Aus heutiger Sicht ist auch folgende Bekundung aus 1980 bemerkenswert: „Es besteht Einvernehmen der Regierungschefs von Bund und Länder, dass nur für eine Übergangszeit die Zwischenlagerungsmöglichkeiten ausgebaut werden müssen.“ Als Übergangszeit ist die Zeit bis zur Fertigstellung eines Endlagers gemeint. Zeiten von 30, 40 und noch mehr Jahrzehnte können schlechterdings nicht als Übergangszeiten bezeichnet werden, und an solche war sicher auch nicht gedacht. Aber um solche Zeiten handelt es sich inzwischen. Der Bund kommt mithin seinen Verpflichtungen nicht nach.

Wo stapeln sich inzwischen die radioaktiven Abfälle und um welche Mengen handelt es sich? Sämtliche radioaktiven Abfälle lagern gegenwärtig in oberirdischen Zwischenlagern des Bundes, der Länder (Landessammelstellen) und der Kernkraftwerks(KKW)-Betreiber wie auch in den nuklearen Forschungseinrichtungen. Im nationalen Entsorgungsprogramm (2) sind die Abfallmengen aufgelistet. Der Bestand an Abfällen mit vernachlässigbarer Wärmentwicklung (schwach und mittelradioaktive Abfälle) zum 31.12.2014 war an konditionierten Abfallprodukten und Endlagergebinden rund 117.200 Kubikmeter und an Rohabfall sowie vorbehandeltem Abfall rund 21.700 Tonnen. (Die Mengenangabe in Volumeneinheit ist die für die spätere Endlagerung relevante Größe.)

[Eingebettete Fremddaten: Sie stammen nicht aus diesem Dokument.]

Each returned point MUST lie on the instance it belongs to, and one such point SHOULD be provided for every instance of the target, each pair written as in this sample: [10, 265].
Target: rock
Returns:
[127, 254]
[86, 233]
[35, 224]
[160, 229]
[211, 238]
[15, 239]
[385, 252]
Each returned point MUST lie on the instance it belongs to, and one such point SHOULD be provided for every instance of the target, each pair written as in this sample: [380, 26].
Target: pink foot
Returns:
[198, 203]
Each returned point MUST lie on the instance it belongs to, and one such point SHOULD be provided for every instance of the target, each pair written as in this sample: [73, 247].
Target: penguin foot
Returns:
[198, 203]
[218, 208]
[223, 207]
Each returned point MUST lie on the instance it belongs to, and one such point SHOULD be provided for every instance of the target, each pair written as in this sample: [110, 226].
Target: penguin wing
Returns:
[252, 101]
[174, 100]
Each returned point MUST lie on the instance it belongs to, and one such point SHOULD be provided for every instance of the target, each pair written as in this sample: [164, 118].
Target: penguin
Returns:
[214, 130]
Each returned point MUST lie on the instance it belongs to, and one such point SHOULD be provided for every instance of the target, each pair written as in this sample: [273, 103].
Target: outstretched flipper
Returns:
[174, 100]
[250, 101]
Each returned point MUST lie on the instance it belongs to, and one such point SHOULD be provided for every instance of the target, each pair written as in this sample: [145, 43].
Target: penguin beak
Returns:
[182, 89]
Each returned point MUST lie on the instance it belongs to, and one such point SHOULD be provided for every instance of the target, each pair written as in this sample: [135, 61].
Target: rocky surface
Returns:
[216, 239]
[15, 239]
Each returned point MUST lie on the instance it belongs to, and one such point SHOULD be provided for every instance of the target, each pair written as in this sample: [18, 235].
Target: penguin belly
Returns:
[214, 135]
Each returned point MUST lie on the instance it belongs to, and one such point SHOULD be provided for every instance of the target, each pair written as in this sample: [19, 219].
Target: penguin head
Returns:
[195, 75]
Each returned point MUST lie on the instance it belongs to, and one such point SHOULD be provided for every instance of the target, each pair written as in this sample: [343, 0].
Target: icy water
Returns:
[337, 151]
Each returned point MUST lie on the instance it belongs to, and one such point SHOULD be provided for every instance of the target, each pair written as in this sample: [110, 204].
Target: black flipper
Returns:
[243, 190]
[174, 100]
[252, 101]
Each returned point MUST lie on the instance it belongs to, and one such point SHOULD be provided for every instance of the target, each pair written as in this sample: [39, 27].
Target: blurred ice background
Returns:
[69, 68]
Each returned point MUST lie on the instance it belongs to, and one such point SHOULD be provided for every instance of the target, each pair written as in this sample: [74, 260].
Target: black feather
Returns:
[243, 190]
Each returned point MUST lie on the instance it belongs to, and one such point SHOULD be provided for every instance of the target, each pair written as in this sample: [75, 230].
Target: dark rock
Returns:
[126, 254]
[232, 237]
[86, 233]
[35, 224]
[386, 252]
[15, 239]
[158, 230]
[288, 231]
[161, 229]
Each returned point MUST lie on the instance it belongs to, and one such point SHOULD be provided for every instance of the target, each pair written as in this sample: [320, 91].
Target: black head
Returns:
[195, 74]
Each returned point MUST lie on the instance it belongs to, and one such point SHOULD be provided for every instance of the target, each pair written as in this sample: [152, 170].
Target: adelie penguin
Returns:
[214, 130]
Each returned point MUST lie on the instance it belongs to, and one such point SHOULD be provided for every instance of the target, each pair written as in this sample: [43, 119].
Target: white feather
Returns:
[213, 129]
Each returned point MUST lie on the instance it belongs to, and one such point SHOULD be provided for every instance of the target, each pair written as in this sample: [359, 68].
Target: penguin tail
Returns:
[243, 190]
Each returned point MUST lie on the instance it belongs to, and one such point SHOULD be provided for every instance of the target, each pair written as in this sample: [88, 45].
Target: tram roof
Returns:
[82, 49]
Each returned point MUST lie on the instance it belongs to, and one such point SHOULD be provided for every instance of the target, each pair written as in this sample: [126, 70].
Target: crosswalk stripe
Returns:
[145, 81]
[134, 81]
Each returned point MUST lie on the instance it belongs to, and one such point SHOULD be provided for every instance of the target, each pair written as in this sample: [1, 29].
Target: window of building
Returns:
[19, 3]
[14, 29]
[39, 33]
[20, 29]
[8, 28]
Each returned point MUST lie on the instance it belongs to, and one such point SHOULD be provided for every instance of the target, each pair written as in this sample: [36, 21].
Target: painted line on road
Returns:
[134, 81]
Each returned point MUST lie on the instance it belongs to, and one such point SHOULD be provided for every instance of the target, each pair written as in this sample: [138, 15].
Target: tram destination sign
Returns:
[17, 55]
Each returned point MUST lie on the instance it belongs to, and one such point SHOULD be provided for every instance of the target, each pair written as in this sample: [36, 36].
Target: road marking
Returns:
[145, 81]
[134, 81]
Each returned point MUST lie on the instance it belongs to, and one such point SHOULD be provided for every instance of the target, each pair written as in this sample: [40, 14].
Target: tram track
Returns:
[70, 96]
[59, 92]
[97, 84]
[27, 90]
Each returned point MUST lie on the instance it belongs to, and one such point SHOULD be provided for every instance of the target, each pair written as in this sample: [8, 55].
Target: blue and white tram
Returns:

Die bislang angefallenen abgebrannten Brennelemente lagern – soweit sie nicht der Wiederaufarbeitung zugeführt werden konnten – in dickwandigen Gusscontainern zum Beispiel des Typs „Castor“ in den Zwischenlagern von Ahaus und Gorleben sowie in den Zwischenlagern an den KKW-Standorten. Im Entsorgungsprogramm (2)  wird davon ausgegangen, dass bis zur Beendigung des KKW-Betriebes in 2022 insgesamt etwa 10.500 Tonnen Schwermetall in Form abgebrannter Brennelemente aus den Leistungsreaktoren anfallen, die endgelagert werden müssen.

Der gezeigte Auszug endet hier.